Thanks to Jeff Gerritt, The Blade’s deputy editorial page editor, for taking on the contentious issue of capital punishment in a forthright way (“Ohio should kill capital punishment,” op-ed column, Nov. 17). It is rare to find someone capable of thinking rationally about the dealth penalty.
The moral gravity of the death penalty is measured less by what it does to the executed than by what it does to the executioners. We too must pay its terrible price.
Old Stone Court
Bishops, priests not social agents
While taking care of the poor is one of the Catholic Church’s concerns, it is not the main concern of bishops and priests (“Toledo’s next bishop,” editorial, Nov. 9).
Bishops and priests’ main duty is to preach the word of God. This word encourages lay persons to be involved in social services.

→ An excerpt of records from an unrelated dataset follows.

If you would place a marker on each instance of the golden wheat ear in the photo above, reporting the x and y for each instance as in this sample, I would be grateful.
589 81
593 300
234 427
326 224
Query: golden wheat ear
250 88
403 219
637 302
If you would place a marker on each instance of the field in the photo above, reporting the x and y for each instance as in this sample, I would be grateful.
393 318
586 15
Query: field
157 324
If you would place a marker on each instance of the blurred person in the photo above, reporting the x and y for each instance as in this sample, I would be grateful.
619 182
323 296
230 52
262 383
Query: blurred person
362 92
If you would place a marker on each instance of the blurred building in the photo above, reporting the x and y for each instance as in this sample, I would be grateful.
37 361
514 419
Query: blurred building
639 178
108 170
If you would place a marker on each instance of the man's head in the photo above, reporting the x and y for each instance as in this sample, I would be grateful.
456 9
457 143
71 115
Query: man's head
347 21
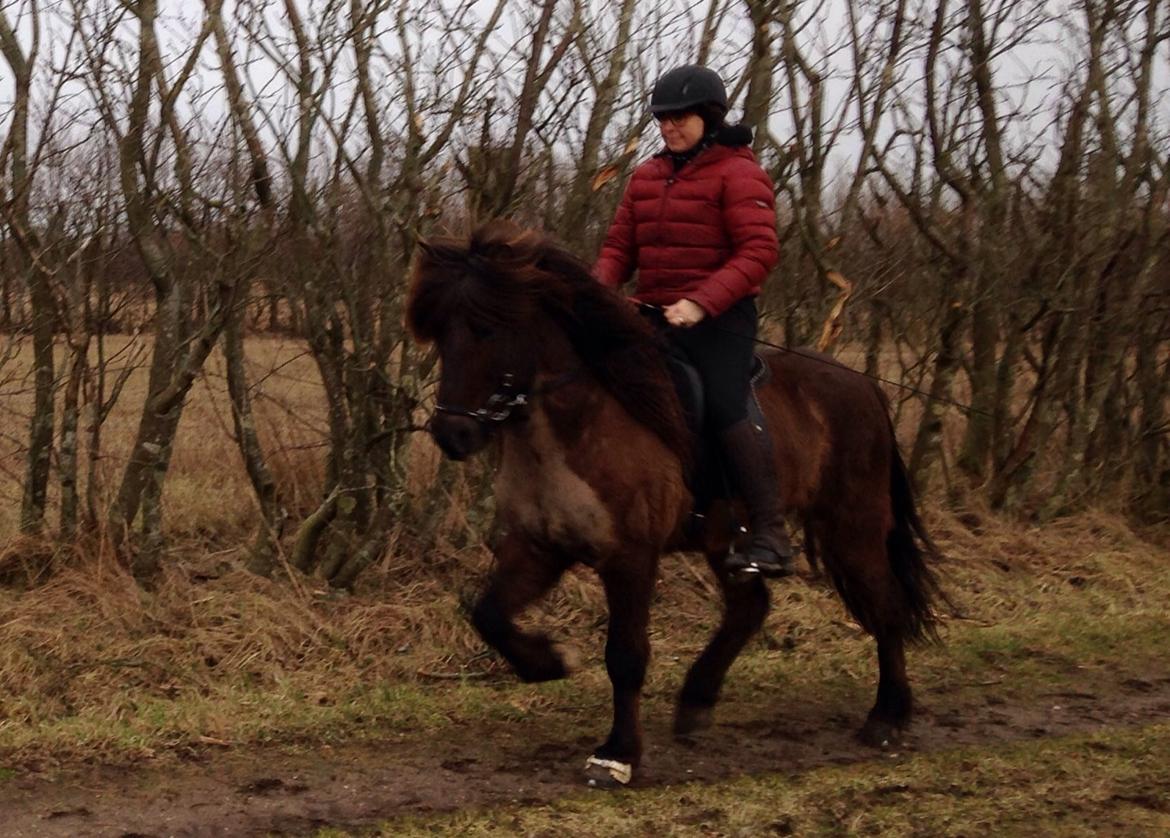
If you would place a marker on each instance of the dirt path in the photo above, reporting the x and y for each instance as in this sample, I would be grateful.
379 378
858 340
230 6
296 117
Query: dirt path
287 791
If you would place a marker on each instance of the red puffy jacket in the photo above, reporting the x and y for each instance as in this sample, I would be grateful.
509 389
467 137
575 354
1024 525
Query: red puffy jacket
706 232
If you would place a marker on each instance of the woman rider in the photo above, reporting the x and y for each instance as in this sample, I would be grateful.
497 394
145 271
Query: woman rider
697 221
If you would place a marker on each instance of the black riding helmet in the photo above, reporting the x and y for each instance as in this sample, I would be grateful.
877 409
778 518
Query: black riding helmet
688 88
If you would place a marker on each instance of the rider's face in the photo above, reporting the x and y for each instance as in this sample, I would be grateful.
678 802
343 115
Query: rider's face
681 131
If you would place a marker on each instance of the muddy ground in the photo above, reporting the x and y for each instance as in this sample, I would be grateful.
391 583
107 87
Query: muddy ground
225 791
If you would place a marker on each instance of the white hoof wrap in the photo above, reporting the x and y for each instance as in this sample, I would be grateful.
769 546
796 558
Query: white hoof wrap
620 771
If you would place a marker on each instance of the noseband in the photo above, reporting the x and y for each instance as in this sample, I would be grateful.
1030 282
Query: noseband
497 409
507 399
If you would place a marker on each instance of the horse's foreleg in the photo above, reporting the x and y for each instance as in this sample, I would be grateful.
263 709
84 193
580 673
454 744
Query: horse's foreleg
628 584
522 576
745 606
894 706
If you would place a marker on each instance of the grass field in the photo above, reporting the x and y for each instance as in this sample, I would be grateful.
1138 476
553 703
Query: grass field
250 706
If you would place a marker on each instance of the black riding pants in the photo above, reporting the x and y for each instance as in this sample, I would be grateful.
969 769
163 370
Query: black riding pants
721 349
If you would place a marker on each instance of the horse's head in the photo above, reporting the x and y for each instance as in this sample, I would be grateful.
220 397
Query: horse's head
479 302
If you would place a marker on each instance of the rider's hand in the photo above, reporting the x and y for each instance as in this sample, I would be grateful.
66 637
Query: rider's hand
683 314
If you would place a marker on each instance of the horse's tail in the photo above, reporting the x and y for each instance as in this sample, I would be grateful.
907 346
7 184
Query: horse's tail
909 548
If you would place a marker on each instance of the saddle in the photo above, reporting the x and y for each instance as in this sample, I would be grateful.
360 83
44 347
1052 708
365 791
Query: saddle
708 479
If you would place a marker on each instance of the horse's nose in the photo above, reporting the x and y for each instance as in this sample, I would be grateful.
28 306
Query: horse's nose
456 437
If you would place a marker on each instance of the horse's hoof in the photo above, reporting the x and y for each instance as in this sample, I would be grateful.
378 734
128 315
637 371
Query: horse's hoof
881 734
570 658
607 774
690 719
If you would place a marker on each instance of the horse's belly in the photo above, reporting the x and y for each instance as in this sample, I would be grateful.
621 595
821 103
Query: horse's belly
555 506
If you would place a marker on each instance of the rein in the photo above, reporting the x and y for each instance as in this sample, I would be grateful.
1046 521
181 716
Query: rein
507 399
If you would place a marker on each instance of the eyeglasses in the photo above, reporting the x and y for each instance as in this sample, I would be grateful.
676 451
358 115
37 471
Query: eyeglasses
675 117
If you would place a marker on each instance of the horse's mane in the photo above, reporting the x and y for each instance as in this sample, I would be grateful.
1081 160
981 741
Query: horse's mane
504 275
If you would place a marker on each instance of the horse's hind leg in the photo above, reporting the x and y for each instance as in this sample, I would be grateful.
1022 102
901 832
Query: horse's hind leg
628 585
745 606
893 708
522 576
857 560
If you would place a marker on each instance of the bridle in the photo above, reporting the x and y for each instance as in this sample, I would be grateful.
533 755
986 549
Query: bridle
507 400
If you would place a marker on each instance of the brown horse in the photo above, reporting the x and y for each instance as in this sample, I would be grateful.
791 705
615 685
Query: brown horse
572 385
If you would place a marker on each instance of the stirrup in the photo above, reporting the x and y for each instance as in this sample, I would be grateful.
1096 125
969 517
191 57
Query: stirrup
758 562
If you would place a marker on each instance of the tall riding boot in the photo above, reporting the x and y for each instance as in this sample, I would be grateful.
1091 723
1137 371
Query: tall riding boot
749 454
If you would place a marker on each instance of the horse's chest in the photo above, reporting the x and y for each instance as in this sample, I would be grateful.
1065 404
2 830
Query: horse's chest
538 493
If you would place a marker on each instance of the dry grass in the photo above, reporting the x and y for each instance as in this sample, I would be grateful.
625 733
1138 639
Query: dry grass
207 496
93 666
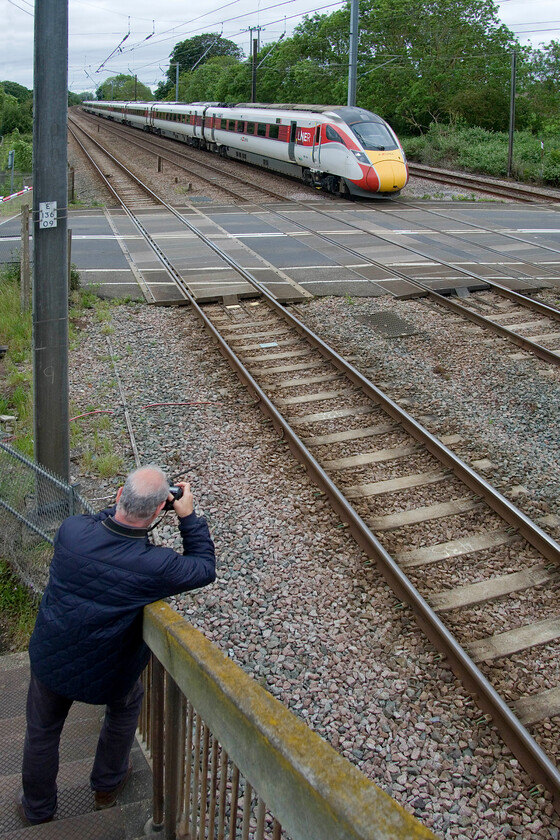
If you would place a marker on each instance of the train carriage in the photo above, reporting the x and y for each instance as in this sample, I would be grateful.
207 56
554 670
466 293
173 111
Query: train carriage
348 151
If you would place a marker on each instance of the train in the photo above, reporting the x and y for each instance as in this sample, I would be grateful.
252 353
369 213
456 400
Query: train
347 151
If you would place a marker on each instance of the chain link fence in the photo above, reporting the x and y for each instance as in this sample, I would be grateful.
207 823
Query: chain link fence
33 503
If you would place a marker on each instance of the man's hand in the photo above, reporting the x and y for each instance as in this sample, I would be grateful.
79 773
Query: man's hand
185 505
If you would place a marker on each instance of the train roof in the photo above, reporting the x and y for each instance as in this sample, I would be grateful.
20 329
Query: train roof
349 114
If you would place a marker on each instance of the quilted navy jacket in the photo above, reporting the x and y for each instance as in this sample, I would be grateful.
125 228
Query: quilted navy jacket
87 642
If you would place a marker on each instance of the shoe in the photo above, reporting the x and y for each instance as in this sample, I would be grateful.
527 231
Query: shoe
108 798
23 816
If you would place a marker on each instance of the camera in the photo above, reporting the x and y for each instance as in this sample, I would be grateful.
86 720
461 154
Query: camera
176 492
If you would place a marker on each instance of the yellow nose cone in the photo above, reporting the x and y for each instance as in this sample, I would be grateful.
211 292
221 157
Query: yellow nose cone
392 175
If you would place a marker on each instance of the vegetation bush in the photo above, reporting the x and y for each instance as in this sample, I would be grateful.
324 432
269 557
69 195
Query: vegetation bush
535 158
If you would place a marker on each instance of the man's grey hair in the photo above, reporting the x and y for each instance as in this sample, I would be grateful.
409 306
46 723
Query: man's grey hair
144 490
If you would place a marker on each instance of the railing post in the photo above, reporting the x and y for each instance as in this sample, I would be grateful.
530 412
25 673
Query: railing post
156 715
172 752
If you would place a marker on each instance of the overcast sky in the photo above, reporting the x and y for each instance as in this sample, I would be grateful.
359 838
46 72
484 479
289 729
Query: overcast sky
109 37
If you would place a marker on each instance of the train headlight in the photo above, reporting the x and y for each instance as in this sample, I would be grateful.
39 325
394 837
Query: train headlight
361 156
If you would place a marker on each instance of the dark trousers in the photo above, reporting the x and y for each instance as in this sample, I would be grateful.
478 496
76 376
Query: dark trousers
46 713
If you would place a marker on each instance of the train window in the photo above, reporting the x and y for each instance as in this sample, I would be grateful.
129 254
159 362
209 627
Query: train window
374 136
332 134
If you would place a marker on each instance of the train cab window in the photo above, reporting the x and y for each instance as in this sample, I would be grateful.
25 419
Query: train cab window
374 136
332 134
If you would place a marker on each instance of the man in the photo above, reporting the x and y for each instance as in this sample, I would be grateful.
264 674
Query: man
87 642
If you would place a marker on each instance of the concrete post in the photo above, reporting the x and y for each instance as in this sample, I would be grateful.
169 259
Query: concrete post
50 210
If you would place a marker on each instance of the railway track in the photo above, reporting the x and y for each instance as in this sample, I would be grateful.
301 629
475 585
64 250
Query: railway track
235 187
490 186
512 329
413 507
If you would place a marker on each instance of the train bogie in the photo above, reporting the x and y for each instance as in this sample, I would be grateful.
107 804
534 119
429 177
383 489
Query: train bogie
344 150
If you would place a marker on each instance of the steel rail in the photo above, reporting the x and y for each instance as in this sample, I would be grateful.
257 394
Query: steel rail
537 349
493 187
530 755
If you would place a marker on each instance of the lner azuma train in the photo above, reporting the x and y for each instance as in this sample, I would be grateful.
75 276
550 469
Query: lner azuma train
348 151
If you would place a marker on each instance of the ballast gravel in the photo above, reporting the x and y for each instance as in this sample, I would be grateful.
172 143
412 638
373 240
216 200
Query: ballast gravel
296 604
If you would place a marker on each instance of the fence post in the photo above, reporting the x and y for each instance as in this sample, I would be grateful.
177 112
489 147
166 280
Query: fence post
156 712
171 752
24 265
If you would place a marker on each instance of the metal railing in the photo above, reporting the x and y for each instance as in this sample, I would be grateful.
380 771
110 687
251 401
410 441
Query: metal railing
230 761
33 503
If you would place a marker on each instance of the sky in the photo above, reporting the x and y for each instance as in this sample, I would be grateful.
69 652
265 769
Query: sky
137 36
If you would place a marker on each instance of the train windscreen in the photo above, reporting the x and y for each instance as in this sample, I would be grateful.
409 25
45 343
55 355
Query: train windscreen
374 136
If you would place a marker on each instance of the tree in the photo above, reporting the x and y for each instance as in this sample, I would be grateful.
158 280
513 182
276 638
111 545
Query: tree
77 98
543 86
124 88
437 60
193 52
19 92
15 115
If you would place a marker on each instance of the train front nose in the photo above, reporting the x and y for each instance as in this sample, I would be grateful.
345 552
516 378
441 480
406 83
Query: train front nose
387 176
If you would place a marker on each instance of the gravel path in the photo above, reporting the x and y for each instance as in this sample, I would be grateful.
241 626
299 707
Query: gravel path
296 604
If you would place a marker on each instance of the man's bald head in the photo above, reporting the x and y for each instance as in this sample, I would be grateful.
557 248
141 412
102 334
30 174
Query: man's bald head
144 491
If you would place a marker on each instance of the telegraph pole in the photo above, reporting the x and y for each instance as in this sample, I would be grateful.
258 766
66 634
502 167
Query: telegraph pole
50 237
254 72
353 52
512 112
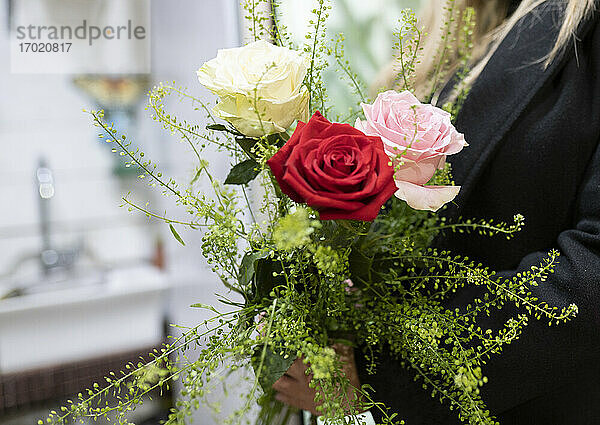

Your editorial notes that Peter Feldmeier of the University of Toledo laments that the moral voice of the church has been compromised. Nothing could be further from the truth.
The church warns against the sins of abortion and homosexuality, and the destructive social impact of divorce on families. On the pastoral front, the church offers compassion and forgiveness to those who follow these dangerous practices.
This is not a Vatican control problem; it is part of the responsibility given to bishops and priests in proclaiming the Gospel. To neglect this would be apostasy.
Pastoral bishops few, unfortunately
Some of your readers equate being a good bishop with closing parishes, refusing to consider the impact such actions had on parishioners, leading a witch-hunt against the Leadership Conference of Women Religious, and keeping himself aloof and in love with the trappings of power ("Editorial on Blair off the mark," Readers’ Forum, Nov. 18).
Pope Francis is looking for shepherds of the people who are not in love with the idea of being a bishop. Bishop Leonard Blair always has had his eyes on the corporate prize, and he is not alone. Many of the corporate clergy are in the titular scramble.
I never have understood ring-kissing and insistence on titles. Jesus was not that kind of person, and neither was the Pope’s namesake, St. Francis of Assisi.
Examples of pastoral bishops have been few and far between. Let all of us Catholics pray that the numbers of pastoral bishops increase until they are the norm, not the exception.
New bishop should be inclusive
In response to your Nov. 12 article “Pope’s agent urges new focus for U.S. bishops; Vatican tells conference to make Catholics feel more welcome in church”: I interpret “welcome” to mean inclusive. I hope bishops take the message to heart and mind.